With the availability of low-cost small-scale imaging sensors, CMOS cameras, microphones, which may ubiquitously capture multimedia content from the field, Wireless Multimedia Sensor Networks (WMSN) have been proposed and drawn the immediate attention of the research community. WMSN applications, e.g., multimedia surveillance networks, target tracking, environmental monitoring, and traffic management systems, require effective harvesting and communication of event features in the form of multimedia such as audio, image, and video. To this end, additional challenges for energy-efficient multimedia processing and communication in WMSN, i.e., heterogeneous multimedia reliability definitions, tight QoS expectations, and high bandwidth demands, must be addressed as well.

Our research focus on a wireless community Sensor network, that we call CommSensum, based on Open Linked Data, and that is able to capture data from many sensors deployed by different parties. The applications are quite wide, but we mainly address Smart Cities. We are currently working in the following research aspects:

  • Our reserach group coordinates the H2020 project CAPTOR (2016-2019) that runs three big pilots on tropospheric ozone monitoring in Austria, Italy and Spain, driven by grassroots activists and local communities. The CAPTOR monitoring network will use DIY nodes created by our team (the so called "captor" nodes).
  • CommSensum is a community sensor network based on Open Linked Data. This platform forms part of National project PLASMA (2013-2016) and it currently is under development. Please, click here to read more about CommSensum project or connect to the platform via http://commsensum.pc.ac.upc.edu/ ).

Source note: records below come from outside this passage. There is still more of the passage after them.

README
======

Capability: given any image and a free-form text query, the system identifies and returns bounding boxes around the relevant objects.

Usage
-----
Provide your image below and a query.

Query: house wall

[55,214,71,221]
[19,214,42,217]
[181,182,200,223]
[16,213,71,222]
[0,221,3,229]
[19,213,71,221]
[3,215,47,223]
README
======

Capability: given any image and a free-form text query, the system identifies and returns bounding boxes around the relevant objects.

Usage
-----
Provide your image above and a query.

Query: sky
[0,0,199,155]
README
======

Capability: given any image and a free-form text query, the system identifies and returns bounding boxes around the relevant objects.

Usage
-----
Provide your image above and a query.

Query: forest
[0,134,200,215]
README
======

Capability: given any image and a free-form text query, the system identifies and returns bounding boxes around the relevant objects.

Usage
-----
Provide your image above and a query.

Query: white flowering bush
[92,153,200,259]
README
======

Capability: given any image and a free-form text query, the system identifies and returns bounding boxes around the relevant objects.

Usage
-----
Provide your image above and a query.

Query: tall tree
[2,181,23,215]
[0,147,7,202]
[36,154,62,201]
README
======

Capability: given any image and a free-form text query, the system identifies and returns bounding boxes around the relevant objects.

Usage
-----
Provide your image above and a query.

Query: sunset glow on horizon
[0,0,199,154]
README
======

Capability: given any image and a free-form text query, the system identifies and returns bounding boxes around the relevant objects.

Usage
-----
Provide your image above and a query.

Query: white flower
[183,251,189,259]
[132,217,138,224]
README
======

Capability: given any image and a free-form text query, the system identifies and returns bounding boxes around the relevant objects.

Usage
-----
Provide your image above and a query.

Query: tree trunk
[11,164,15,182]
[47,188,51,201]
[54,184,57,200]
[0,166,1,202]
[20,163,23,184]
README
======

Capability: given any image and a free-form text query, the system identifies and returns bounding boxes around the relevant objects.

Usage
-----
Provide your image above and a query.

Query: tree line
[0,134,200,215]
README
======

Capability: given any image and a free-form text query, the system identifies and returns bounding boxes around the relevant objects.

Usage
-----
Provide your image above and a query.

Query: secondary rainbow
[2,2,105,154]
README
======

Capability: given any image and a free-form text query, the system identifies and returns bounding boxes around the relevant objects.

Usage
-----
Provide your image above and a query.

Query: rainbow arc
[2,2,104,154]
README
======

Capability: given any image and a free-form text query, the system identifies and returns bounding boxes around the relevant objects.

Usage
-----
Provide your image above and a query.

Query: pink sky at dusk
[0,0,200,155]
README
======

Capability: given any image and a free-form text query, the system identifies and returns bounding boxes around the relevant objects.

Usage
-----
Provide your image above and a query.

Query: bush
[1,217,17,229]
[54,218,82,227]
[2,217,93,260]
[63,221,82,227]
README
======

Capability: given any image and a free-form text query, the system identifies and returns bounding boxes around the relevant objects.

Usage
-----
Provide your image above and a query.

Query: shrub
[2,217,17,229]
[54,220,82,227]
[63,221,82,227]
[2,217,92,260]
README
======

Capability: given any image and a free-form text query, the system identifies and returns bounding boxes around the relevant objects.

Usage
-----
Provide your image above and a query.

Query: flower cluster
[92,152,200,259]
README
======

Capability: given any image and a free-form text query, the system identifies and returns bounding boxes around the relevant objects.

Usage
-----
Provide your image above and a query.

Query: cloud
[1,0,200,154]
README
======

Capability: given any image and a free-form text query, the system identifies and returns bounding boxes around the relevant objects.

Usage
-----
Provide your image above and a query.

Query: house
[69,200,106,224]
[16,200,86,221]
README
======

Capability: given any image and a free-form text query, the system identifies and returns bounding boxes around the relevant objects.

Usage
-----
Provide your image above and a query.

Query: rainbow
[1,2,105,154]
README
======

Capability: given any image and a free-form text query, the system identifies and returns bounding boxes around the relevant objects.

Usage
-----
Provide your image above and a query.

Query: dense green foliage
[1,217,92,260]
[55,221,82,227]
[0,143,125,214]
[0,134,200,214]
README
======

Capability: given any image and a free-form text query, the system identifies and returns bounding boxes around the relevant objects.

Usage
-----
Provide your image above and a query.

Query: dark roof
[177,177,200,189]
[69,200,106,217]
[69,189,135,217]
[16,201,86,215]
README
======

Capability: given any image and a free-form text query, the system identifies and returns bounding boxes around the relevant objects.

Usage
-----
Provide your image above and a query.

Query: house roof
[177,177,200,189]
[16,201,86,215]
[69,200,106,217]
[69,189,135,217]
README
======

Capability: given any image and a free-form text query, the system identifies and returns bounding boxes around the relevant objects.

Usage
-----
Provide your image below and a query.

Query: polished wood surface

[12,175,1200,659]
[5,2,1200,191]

  • In project COHWAN (Cooperative and Opportunistic Wireless Heterogeneous Access Networks, 2011-2014) and in project MWMSN (Multi-tier Wireless Multimedia Sensor Networks, Nov 2011-May 2012), we worked in Wireless Multimedia Sensor Networks (WMSN). Among the current research activities, we are building a WMSN Lab to experiment with multimedia applications in sensor architectures. Frame manipulation is required to minimize the amount of data to be sent. Visual Computing techniques such as background subtraction, object recognition, etc, may play an interesting role in this applications. We are also defining and evaluating network protocols for WMSN taking into account traffic characteristics. Some aspects that we have researched related to WMSN are:
    • Coverage of monitoring areas using FoV (Field of Views).

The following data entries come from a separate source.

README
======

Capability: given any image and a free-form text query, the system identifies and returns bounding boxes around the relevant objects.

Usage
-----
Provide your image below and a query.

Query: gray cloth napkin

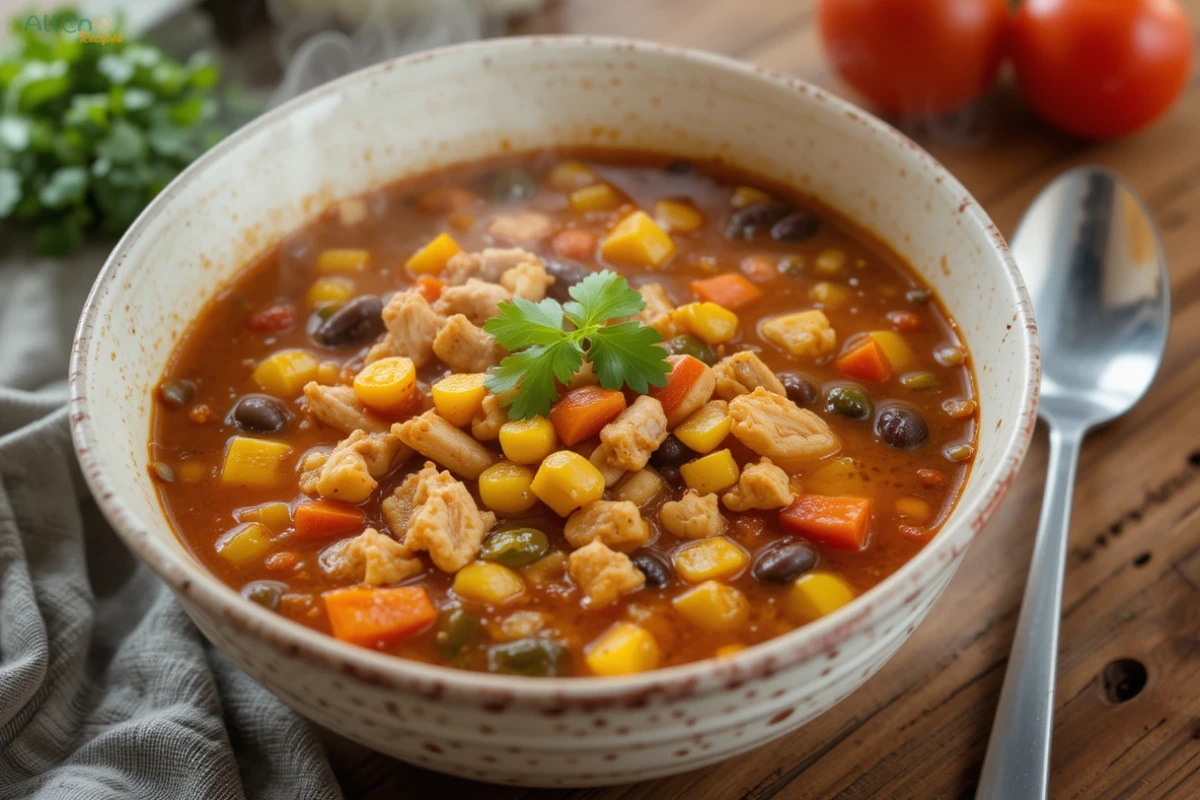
[0,248,344,800]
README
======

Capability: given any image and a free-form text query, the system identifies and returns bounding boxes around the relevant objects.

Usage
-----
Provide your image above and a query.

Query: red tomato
[1012,0,1194,139]
[817,0,1010,115]
[247,304,294,333]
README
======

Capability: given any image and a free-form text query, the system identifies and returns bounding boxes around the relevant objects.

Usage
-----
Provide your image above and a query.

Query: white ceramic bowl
[69,37,1038,787]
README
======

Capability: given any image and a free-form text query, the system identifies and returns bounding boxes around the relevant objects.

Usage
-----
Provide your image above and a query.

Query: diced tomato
[552,228,597,261]
[248,304,295,333]
[780,494,873,550]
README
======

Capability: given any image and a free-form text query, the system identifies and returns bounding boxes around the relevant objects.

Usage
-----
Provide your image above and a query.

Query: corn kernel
[236,501,292,532]
[671,302,739,345]
[305,276,355,307]
[810,281,852,309]
[672,581,750,632]
[654,199,704,233]
[814,248,847,275]
[585,623,661,676]
[680,449,740,495]
[499,415,558,465]
[547,160,598,191]
[530,450,606,516]
[453,562,525,605]
[895,496,932,524]
[731,186,771,207]
[675,536,749,583]
[216,522,273,566]
[316,361,342,385]
[786,572,856,622]
[431,372,489,427]
[252,350,319,397]
[316,249,369,274]
[803,457,867,496]
[221,437,292,487]
[352,357,417,414]
[600,211,675,268]
[405,232,461,275]
[673,402,731,454]
[177,461,209,484]
[569,183,622,213]
[478,461,538,515]
[715,643,746,658]
[868,331,916,371]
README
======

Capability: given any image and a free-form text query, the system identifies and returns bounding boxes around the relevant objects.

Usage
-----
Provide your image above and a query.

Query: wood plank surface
[310,1,1200,797]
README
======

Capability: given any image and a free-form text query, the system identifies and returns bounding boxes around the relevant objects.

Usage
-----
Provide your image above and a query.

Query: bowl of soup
[69,37,1038,786]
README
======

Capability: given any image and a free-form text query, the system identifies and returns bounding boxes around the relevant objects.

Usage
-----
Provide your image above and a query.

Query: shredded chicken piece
[728,387,840,469]
[500,261,555,302]
[598,396,668,472]
[303,382,388,434]
[568,540,645,608]
[491,610,548,642]
[634,282,677,338]
[432,279,511,327]
[298,429,409,503]
[373,290,445,368]
[442,247,538,285]
[487,211,553,244]
[659,490,725,539]
[564,500,650,552]
[393,413,498,480]
[713,351,787,401]
[722,458,795,512]
[382,461,496,572]
[433,314,505,373]
[321,527,423,585]
[470,392,508,441]
[761,310,837,359]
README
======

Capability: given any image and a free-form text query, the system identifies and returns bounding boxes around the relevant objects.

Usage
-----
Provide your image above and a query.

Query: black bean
[906,288,931,305]
[665,159,694,175]
[483,166,537,204]
[231,394,291,434]
[488,638,572,677]
[725,202,794,240]
[752,540,817,584]
[875,404,929,449]
[631,551,672,588]
[770,210,820,242]
[157,379,196,409]
[314,295,384,347]
[779,372,820,408]
[544,259,593,303]
[650,434,696,470]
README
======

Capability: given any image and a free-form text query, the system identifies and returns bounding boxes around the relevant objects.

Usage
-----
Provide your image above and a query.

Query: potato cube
[613,469,664,506]
[585,622,661,676]
[672,302,738,345]
[216,522,272,566]
[251,350,319,397]
[305,276,354,307]
[672,580,750,632]
[761,310,837,358]
[236,501,292,532]
[499,415,558,465]
[405,232,462,275]
[786,572,856,622]
[221,437,292,487]
[569,183,622,213]
[600,211,675,268]
[895,496,932,524]
[674,402,732,454]
[548,160,598,191]
[868,330,916,372]
[530,450,606,516]
[431,372,489,427]
[478,461,538,515]
[654,199,704,233]
[679,449,740,495]
[453,562,525,605]
[803,457,867,496]
[352,356,417,413]
[315,249,369,274]
[674,536,749,583]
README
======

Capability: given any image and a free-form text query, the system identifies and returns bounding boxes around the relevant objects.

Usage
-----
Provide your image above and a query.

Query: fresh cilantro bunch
[484,270,673,419]
[0,8,243,254]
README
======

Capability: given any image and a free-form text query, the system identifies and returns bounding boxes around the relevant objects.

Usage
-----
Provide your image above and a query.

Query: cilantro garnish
[484,270,672,419]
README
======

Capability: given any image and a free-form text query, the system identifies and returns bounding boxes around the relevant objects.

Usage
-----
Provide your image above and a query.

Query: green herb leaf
[490,340,583,420]
[485,297,565,351]
[562,270,645,329]
[587,320,672,393]
[38,165,87,208]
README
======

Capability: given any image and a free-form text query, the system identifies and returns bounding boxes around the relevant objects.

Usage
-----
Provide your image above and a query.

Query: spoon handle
[976,423,1084,800]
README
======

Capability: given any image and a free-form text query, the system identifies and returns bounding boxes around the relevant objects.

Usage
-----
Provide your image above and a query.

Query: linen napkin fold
[0,250,343,800]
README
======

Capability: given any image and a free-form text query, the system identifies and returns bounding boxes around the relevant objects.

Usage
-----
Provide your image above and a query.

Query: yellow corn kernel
[216,522,273,566]
[499,415,558,465]
[673,402,731,454]
[786,572,856,622]
[671,302,739,345]
[478,461,538,515]
[448,212,475,231]
[221,437,292,487]
[674,536,749,583]
[176,461,209,484]
[803,457,867,496]
[731,186,771,207]
[252,350,319,397]
[453,562,525,605]
[895,496,932,524]
[569,183,622,213]
[654,199,704,233]
[431,373,489,427]
[522,550,568,585]
[810,281,852,309]
[672,580,750,632]
[868,330,916,372]
[814,248,847,275]
[316,361,342,385]
[236,501,291,532]
[352,357,417,413]
[548,160,598,191]
[530,450,605,516]
[585,623,661,676]
[680,449,740,495]
[600,211,675,268]
[715,643,746,658]
[305,276,355,307]
[405,232,461,275]
[316,249,369,274]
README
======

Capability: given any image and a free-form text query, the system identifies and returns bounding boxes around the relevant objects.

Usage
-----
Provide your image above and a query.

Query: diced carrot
[835,338,892,382]
[648,354,707,420]
[294,500,366,540]
[413,275,445,302]
[886,310,923,332]
[323,586,437,647]
[552,228,597,261]
[691,273,765,309]
[549,386,628,446]
[780,495,873,550]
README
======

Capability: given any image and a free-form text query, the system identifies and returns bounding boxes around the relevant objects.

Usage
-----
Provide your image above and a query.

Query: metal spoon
[976,167,1170,799]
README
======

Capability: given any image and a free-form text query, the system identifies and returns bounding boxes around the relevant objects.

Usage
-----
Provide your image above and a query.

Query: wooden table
[320,2,1200,797]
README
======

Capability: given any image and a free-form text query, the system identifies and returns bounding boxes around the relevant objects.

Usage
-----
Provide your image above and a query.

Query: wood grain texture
[323,1,1200,797]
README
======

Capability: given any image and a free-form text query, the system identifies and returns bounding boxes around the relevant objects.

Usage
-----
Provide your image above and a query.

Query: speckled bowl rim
[69,36,1039,702]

    • Traffic characterization in WMSN using in-network processing techniques.
  • In project COHWAN (Cooperative and Opportunistic Wireless Heterogeneous Access Networks, 2011-2014) , we also have a Workgroup devoted to investigate the performance of several protocol stacks in WSN. For example,It is not clear whether is more appropriate to use IEEE802.15.4/6LowPAN or Low-Power WiFi architectures. Moreover, together with these stacks exist the possibility to have on top UDP/CoAP or TCP/HTTP.
  • We also research in several aspects related to WSN. For example, we have studied:
    • MAC protocols addressed to applications that have real-time traffic.
    • Other researchs have been focused on looking to find energy-latency trade-off points in Duty-Cycle MAC protocols.
    • We also have researched how to provide contextual privacy and data compression at the same time that load balancing the flows of traffic in WSN.